7. Upon whose beauty, whoso looketh, is changed into stone; who feedeth upon the souls of men.[Q]
S. Be praised, O Athena, thou and thy wheel; be praised in the great and the small, in the outer and the inner, invisible and immaculate Spirit of Life!
These are the four great Genii, which are the angels of the Earth, the spirits of the elements of the macrocosm and the microcosm.
These are the fourfold Sphinx of the four states,--of the flesh, of the intermediary, of the human, and of the divine.
Of the house of bondage in the land of Egypt;
Of the ark of the covenant in the wilderness;
Of the gate and the tree of Eden,
Of the celestial chariot and the throne of Adonai.

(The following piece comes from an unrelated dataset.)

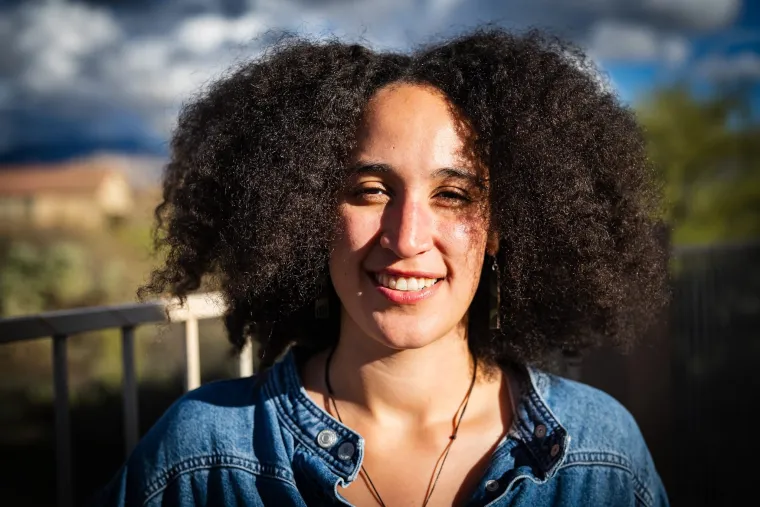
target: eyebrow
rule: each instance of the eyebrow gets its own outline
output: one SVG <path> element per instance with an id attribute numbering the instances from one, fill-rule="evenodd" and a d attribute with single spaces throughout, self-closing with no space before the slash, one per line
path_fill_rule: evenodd
<path id="1" fill-rule="evenodd" d="M 358 162 L 349 168 L 349 174 L 390 174 L 393 172 L 393 166 L 380 162 Z M 468 182 L 480 189 L 485 189 L 488 180 L 474 174 L 472 171 L 461 167 L 442 167 L 437 169 L 431 175 L 433 178 L 454 178 Z"/>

And the wheels of their fourfold kingdom encircle the whole earth; and are full within and without of the eyes of life.[B]
153:1 I.e. The intellect and the intuition.
154:1 The theme of this hymn, which was recollected, in sleep, early in March 1881, is the Mystic Exodus, or flight of the Soul from the power of the body, wherein Egypt stands for the body; Israel for the soul; the corn in Egypt for the nourishment, experiences, discipline, and so forth requisite for the soul's sustenance and education; Hermes is the understanding of divine things; and Iacchos, whose other name, Dionysos, identifies him with the Jehovah Nissi of the Hebrews, is the Divine Spirit of the planet, and "Father" of the man regenerate (see Life of Anna Kingsford, vol. i, pp. 438-441; vol. ii, 1, 132). S. H. H.
157:1 For implication of "coats of skin," see Part I, No. VI.
158:1 Meaning that her substance is everlasting, being that of God, which is not the case with matter, which is but a temporary condition and specialised mode of substance. E. M.
160:1 Received early in March 1881 (Life of Anna Kingsford, vol. i, p. 438).